‘It wasn’t a fluke’: North Shropshire MP Helen Morgan on byelection win | Liberal Democrats

Voters have moved on from Brexit and are now more focused on electing MPs away from the “cheese and wine” Westminster bubble, the new MP for North Shropshire has said after her historic byelection victory.

Helen Morgan said the Liberal Democrats’ win, which overturned a Conservative majority of nearly 23,000, was no fluke and that her party is capable of winning over more voters than people expect.

Speaking during her first few days in the new job, Morgan said her election builds on the party’s success in the Chesham and Amersham byelection in June, where they also took a former Tory safe seat in a shock result.

“We’ve won two big byelections in just over six months. We’ve now proved the Chesham and Amersham result wasn’t a fluke,” she said.

“Everyone said that was about HS2, but in North Shropshire it was about issues that affect everyone in the country. I think it proves we can make a difference across a much wider area than people thought we might be able to.”

She said the Lib Dems, who campaigned strongly against Brexit, have proved their popularity is no longer confined to parts of the country which voted Remain – Shropshire voted to leave the EU by 56.9%.

“The electorate has moved on and it seems to me that they recognise that voting for a Liberal Democrat who’s very rooted in community politics, who is focused on listening, is a massive contrast to this Westminster Conservative bubble where they go to cheese and wine parties after work,” Morgan said.

Revelations in the Guardian that Boris Johnson and 17 staff had a gathering in the Downing Street garden during the first pandemic lockdown prompted fury.

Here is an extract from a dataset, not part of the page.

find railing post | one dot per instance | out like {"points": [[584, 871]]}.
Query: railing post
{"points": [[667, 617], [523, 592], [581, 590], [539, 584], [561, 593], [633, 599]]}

Now that the dust has settled from the election result, Morgan, a former financial controller and parish councillor who moved to North Shropshire seven years ago, said she has had chance to reflect on the mammoth journey the party embarked on to secure their win against the odds.

A key factor was the amount of time and resource they poured into the campaign, and how quickly their activists got on the ground. “Owen Paterson resigned on the Thursday, and we were delivering leaflets on Saturday morning, even though we hadn’t selected a candidate at that point,” she said. “We got 20,000 leaflets out over that first weekend and I think that enabled us to say to the people here: ‘We are the challengers and we really want to take this seriously.’”

Although they knew early on that things were moving in their favour, Morgan said she was never quite sure they had done enough to win.

“I’m not sure at the beginning we would have expected to turn around a 22,000 Conservative majority but we thought we could get really close,” she said. “I never allowed myself to imagine myself as the next MP, I just kept plugging away at the campaign. When it all came together on the last day, it’s quite overwhelming. Obviously, I was thrilled, but there’s a great sense of responsibility that comes with it.”

Much post-election analysis had focused on the impact of the Downing Street Christmas parties scandal, as well as the degree of tactical voting among Labour and Green supporters. While Morgan admits these were key factors, she says it was the Lib Dem offer, and their relentless campaigning, that won the seat.

“I think it would be a bit unfair to the voters to say it was all about anger over the parties,” she said. “And there’s a lot of talk about tactical voting, but you can’t win a seat like this that was 60% Conservative last time round unless you persuade traditional conservative voters to switch to you.”

She said there were multiple issues, including anger at ambulance waiting times and concerns among the farming community, which helped swing the vote in her favour.

“There’s a palpable sense of anger among farmers around the trade deals; they’ve created a real moment of danger for British farming,” she said, adding the industry had also been badly hit by Covid. “We’ve had people pouring milk down the drains, which is completely unsustainable. I think there’s a definite sense that Boris Johnson just really doesn’t care about the farming sector.”

In her election speech, Morgan launched a blistering attack on the government, describing Johnson’s rule as a “nightly soap opera of calamity and chaos”.

It’s the “absence of leadership from government” that is mainly hurting the Conservatives on the ground, she said. “I think people are crying out for somebody to say: ‘This is what we’re going to do and we’re going to lead from the front,’ and it’s absent.”